ICLR Poster Medium-Difficulty Samples Constitute Smoothed Decision Boundary for Knowledge Distillation on Pruned Datasets

Poster

Medium-Difficulty Samples Constitute Smoothed Decision Boundary for Knowledge Distillation on Pruned Datasets

Yudong Chen · Xuwei Xu · Frank de Hoog · Jiajun Liu · Sen Wang

Hall 3 + Hall 2B #292

[ Abstract ] [ Project Page ]

Sat 26 Apr midnight PDT — 2:30 a.m. PDT

Abstract:

This paper tackles a new problem of dataset pruning for Knowledge Distillation (KD), from a fresh perspective of Decision Boundary (DB) preservation and drifts. Existing dataset pruning methods generally assume that the post-pruning DB formed by the selected samples can be well-captured by future networks that use those samples for training. Therefore, they tend to preserve hard samples since hard samples are closer to the DB and better characterize the nuances in the distribution of the entire dataset.
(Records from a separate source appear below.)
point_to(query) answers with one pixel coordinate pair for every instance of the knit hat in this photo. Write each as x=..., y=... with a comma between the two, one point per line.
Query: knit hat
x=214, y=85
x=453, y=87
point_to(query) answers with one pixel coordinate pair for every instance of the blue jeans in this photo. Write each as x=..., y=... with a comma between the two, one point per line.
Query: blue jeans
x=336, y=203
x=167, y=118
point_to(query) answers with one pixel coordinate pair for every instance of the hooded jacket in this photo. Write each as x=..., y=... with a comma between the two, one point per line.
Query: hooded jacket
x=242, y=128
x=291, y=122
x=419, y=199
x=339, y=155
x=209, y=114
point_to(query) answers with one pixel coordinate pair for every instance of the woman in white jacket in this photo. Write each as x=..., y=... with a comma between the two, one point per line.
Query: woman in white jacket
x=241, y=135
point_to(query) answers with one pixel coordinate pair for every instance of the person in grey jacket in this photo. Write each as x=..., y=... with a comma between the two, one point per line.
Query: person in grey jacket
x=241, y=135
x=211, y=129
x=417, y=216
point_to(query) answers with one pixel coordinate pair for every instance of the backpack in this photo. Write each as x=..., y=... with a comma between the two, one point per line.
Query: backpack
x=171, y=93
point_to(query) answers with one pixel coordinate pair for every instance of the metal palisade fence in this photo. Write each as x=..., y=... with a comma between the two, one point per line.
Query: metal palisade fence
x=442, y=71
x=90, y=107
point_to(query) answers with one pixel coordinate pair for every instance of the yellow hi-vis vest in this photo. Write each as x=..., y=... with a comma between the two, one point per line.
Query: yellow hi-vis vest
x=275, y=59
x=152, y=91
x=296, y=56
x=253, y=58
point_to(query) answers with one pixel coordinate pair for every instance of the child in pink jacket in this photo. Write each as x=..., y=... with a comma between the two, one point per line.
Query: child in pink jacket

However, in KD, the limited learning capacity from the student network leads to imperfect preservation of the teacher's feature distribution, resulting in the drift of DB in the student space. Specifically, hard samples worsen such drifts as they are difficult for the student to learn, creating a situation where the student's DB can drift deeper into other classes and make incorrect classifications. Motivated by these findings, our method selects medium-difficulty samples for KD-based dataset pruning. We show that these samples constitute a smoothed version of the teacher's DB and are easier for the student to learn, obtaining a general feature distribution preservation for a class of samples and reasonable DB between different classes for the student. In addition, to reduce the distributional shift due to dataset pruning, we leverage the class-wise distributional information of the teacher's outputs to reshape the logits of the preserved samples. Experiments show that the proposed static pruning method can even perform better than the state-of-the-art dynamic pruning method which needs access to the entire dataset. In addition, our method halves the training times of KD and improves the student's accuracy by 0.4% on ImageNet with a 50% keep ratio. When the ratio further increases to 70%, our method achieves higher accuracy over the vanilla KD while reducing the training times by 30%. Code is available at https://github.com/chenyd7/MDSLR.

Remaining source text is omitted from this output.